UFC strawweight contender Rose Namajunas said recently that communism is a motivating factor for her in the upcoming UFC 261 bout against Zhang Weili, UFC's only champion from China. Namajunas, whose family is from Lithuania, told an outlet that she has drawn inspiration from the documentary The Other Dream Team, and that the movie is a reminder of an anti-communism expression coined during the Cold War: "better dead than red."
Namajunas' comments sparked outrage in the media, the same media that refuses to question the NBA's business relations with the Communist Party of China. This surprises no one. Because it doesn't fit commonly used talking points originated by LeBron James, this is where the sports media draws the line with the mixture of politics and sports:
What is surprising, however, is seeing an athlete push back and refuse to apologize.

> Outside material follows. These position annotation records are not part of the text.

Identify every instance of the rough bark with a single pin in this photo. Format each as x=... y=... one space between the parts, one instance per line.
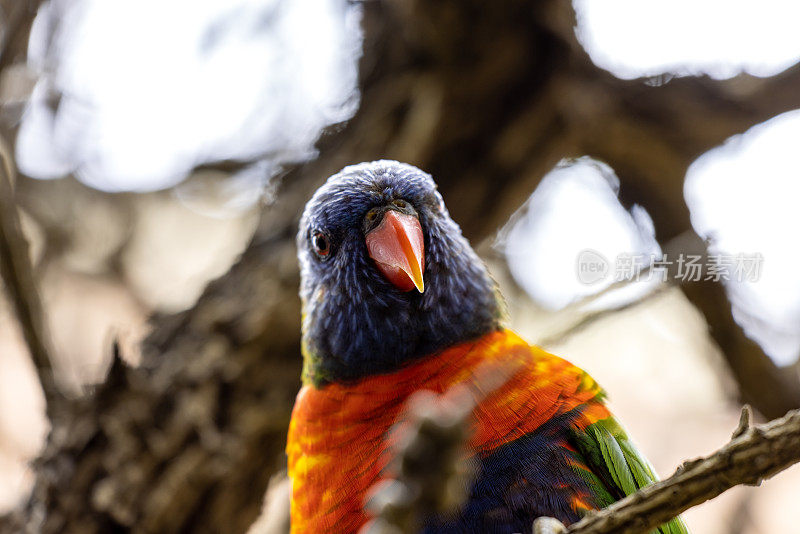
x=486 y=98
x=753 y=454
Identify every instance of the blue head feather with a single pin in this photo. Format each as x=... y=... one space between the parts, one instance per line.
x=355 y=322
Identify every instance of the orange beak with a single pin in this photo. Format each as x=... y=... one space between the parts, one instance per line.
x=398 y=248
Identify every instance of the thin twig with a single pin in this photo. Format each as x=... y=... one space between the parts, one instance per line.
x=754 y=454
x=17 y=273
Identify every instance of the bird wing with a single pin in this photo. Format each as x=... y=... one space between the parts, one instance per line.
x=611 y=455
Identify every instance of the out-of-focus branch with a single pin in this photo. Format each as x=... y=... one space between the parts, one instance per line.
x=431 y=475
x=752 y=455
x=17 y=273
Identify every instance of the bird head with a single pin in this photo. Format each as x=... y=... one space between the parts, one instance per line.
x=387 y=276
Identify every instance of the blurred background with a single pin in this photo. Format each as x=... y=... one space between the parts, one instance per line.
x=163 y=145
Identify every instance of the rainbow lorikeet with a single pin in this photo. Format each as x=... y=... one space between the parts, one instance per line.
x=394 y=301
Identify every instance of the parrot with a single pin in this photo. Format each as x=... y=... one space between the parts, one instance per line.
x=395 y=301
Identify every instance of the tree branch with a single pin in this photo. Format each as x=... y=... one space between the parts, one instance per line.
x=17 y=273
x=752 y=455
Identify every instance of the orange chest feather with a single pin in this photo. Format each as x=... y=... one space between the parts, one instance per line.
x=337 y=445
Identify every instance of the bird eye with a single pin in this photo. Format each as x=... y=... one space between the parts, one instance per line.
x=321 y=244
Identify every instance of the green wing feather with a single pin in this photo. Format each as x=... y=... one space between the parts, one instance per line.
x=617 y=463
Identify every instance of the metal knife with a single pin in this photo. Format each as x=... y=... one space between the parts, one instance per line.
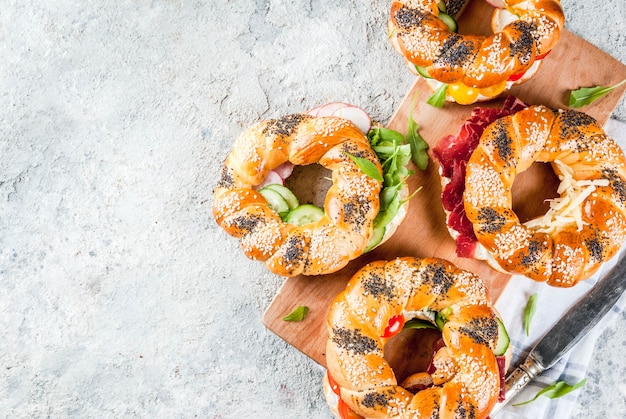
x=566 y=333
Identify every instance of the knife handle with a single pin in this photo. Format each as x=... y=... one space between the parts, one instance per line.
x=517 y=380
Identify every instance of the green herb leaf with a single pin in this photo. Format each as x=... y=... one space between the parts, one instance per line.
x=297 y=314
x=558 y=389
x=438 y=99
x=529 y=312
x=586 y=95
x=419 y=324
x=417 y=143
x=366 y=167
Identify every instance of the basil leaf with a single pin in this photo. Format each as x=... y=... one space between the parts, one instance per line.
x=586 y=95
x=297 y=314
x=366 y=167
x=529 y=312
x=417 y=143
x=438 y=99
x=419 y=324
x=558 y=389
x=381 y=134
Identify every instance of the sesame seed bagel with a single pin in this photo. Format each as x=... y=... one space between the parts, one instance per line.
x=466 y=375
x=350 y=206
x=475 y=67
x=584 y=226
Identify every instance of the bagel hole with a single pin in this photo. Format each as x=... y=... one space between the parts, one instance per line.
x=310 y=183
x=532 y=189
x=410 y=351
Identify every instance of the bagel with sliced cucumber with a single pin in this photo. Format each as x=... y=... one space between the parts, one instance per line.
x=472 y=68
x=467 y=364
x=362 y=208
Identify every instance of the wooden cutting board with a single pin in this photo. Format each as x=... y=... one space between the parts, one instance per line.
x=573 y=63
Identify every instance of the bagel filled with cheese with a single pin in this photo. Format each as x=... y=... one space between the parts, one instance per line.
x=585 y=222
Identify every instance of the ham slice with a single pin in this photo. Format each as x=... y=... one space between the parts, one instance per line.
x=453 y=152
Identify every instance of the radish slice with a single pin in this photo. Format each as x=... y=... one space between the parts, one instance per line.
x=272 y=177
x=357 y=115
x=498 y=4
x=501 y=18
x=284 y=170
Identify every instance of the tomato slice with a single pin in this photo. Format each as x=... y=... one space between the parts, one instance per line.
x=515 y=77
x=394 y=326
x=542 y=56
x=345 y=412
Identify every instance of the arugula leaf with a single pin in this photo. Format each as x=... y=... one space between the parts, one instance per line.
x=393 y=155
x=417 y=143
x=438 y=99
x=297 y=314
x=529 y=312
x=419 y=324
x=586 y=95
x=558 y=389
x=366 y=167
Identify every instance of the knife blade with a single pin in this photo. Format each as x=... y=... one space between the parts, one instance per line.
x=575 y=324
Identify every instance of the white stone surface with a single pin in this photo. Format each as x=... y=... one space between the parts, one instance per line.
x=119 y=295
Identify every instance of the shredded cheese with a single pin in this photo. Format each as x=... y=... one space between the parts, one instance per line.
x=567 y=208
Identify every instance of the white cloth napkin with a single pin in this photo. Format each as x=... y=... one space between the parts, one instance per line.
x=551 y=304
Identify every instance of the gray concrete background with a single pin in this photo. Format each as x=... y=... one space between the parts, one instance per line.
x=119 y=295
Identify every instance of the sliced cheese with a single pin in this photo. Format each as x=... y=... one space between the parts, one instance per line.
x=566 y=210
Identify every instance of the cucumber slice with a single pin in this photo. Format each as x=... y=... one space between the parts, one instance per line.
x=503 y=339
x=449 y=21
x=422 y=72
x=441 y=317
x=286 y=193
x=275 y=201
x=304 y=214
x=377 y=237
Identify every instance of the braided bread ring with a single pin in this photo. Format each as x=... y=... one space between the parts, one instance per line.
x=524 y=32
x=351 y=203
x=413 y=287
x=583 y=228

"If you're confused about any of my opinions, you can watch the documentary and you could get a good idea as to what my family had to go through, the reason I'm in the United States today, the reason that I do mixed martial arts, all of that stuff," Namajunas said Wednesday when Ariel Helwani asked her about the comments. "I'd probably have a really different life if it wasn't for everything in that documentary, how Lithuanians had to struggle with communism oppression.
"The reason that I brought it up and that I referenced it is because the reporter suggested I had animosity toward past opponents, and that's what maybe caused some motivation in those fights, and in this one there's no animosity so maybe there's a lack of motivation. But that couldn't be further from the truth."

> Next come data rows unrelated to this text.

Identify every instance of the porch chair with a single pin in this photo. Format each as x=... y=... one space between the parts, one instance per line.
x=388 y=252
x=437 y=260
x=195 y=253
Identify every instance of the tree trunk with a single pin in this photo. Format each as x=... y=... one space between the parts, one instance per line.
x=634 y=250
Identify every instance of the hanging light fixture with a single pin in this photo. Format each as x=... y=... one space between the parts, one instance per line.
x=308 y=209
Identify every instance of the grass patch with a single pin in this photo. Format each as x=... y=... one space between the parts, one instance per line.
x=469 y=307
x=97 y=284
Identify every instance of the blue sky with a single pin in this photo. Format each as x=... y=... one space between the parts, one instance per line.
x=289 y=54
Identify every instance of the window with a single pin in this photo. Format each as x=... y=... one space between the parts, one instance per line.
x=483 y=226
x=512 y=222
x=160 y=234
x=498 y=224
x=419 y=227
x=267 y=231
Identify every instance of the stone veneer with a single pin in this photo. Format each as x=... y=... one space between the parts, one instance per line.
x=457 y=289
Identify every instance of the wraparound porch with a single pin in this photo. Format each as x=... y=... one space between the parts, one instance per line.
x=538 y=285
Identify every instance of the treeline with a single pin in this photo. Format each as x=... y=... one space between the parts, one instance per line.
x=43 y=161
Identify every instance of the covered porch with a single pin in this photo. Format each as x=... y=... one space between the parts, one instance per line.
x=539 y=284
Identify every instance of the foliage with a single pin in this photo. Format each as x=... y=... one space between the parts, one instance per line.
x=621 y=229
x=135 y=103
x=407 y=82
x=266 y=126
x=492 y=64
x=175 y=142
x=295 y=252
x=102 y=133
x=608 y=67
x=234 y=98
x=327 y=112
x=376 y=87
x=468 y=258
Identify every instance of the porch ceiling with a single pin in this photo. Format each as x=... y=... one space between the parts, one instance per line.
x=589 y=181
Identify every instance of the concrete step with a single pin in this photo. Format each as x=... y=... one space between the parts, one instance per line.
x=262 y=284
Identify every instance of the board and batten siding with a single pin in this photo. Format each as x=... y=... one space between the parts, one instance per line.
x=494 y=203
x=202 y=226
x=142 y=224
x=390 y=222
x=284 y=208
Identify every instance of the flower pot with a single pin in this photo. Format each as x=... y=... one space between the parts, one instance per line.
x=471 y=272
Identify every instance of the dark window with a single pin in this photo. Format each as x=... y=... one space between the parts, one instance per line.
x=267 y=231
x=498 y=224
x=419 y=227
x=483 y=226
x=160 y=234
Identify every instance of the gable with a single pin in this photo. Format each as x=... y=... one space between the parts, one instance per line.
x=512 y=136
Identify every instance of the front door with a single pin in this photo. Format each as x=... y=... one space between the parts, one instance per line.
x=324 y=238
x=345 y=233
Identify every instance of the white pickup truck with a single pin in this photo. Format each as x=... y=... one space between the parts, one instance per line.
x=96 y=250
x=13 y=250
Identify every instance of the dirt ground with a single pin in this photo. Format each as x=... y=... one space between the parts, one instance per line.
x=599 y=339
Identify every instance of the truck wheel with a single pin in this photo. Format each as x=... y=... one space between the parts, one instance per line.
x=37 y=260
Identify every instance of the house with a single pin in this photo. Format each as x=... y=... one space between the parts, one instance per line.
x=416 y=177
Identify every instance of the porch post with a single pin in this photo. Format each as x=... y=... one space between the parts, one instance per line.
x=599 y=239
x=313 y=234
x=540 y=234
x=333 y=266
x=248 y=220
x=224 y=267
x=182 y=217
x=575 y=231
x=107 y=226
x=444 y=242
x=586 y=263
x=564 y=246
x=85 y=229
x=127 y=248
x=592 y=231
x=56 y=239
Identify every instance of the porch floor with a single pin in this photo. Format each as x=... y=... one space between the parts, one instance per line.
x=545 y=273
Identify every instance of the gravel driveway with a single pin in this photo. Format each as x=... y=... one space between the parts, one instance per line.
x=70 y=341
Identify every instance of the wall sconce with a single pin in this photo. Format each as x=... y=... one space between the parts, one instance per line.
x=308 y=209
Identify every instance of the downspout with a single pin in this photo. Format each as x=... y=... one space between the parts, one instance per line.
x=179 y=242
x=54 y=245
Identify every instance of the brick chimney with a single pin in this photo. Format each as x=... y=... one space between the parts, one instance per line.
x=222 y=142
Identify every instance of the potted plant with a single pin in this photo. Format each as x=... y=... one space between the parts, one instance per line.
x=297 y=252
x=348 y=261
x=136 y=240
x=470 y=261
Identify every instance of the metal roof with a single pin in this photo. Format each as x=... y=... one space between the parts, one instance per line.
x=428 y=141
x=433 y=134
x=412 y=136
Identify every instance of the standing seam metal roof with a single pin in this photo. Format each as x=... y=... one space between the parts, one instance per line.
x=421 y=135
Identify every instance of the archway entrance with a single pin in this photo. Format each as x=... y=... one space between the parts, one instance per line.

According to Fox, Namajunas' parents escaped communist rule in Europe.
Namajunas did say initially that "Weili is red." That part could've been left out. Zhang Weili was born in China, that doesn't mean she supports communism.
Namajunas did clarify, saying Weili is the opponent and it's not personal. "She is just the person standing in the way of my dream. Namajunas went on to say Weili's background is why she fights, and she fights "for freedom."

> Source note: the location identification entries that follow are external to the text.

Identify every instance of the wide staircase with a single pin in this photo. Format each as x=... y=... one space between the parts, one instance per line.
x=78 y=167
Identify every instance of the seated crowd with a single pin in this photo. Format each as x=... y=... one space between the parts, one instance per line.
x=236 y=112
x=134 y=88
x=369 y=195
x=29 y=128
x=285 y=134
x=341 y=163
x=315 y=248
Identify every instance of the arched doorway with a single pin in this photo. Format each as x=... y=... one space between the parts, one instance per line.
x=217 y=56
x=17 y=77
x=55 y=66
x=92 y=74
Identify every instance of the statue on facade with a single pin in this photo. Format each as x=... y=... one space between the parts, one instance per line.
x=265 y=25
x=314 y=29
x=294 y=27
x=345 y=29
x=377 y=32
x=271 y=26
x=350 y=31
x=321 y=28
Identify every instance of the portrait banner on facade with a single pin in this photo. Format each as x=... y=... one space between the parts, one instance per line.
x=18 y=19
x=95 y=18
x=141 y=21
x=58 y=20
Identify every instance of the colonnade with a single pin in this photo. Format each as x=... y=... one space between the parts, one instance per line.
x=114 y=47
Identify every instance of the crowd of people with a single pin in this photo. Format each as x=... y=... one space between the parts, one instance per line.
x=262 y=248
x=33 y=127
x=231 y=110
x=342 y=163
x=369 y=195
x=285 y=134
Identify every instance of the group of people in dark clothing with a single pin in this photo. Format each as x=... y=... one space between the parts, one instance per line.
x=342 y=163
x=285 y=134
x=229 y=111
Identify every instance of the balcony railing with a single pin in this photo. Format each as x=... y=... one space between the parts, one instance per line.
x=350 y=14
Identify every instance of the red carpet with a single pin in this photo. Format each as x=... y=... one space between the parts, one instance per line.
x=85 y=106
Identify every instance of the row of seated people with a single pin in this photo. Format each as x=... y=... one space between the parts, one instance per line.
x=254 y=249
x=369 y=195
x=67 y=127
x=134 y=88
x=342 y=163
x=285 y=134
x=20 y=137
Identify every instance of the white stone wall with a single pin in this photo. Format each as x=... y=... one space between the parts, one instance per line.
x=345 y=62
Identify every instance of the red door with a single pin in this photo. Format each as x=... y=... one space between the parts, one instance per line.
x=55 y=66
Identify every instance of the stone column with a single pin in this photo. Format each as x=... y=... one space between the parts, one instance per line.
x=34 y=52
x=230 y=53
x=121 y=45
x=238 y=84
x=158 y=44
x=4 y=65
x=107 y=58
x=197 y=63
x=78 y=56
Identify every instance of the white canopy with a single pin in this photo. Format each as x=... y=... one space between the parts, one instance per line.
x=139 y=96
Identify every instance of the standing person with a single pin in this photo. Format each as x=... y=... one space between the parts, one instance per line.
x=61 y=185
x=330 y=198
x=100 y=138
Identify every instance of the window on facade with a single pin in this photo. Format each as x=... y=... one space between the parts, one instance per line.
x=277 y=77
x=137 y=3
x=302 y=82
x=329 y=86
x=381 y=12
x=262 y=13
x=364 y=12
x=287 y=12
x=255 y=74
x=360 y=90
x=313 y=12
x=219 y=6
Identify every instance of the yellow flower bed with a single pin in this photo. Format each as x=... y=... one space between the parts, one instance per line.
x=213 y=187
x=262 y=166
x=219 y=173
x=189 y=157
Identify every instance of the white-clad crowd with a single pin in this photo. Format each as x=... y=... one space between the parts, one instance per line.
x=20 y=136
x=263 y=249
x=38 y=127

"Better red than dead" and "better dead than red" -- the one Namajunas used -- were dueling slogans used during the Cold War. In essence, the slogans are opposite answers to the question of whether it's better to be dead than a communist. There are better ways to make an anti-communism statement than the phrase Namajunas used, which can be spun in different directions. That said, if you read and listen to Namajunas, she's a passionate fighter who doesn't support communism. She should not apologize for that.
As for the media complaining about injecting politics into sports, they are dishonest partisans. Now, mixing the two is wrong?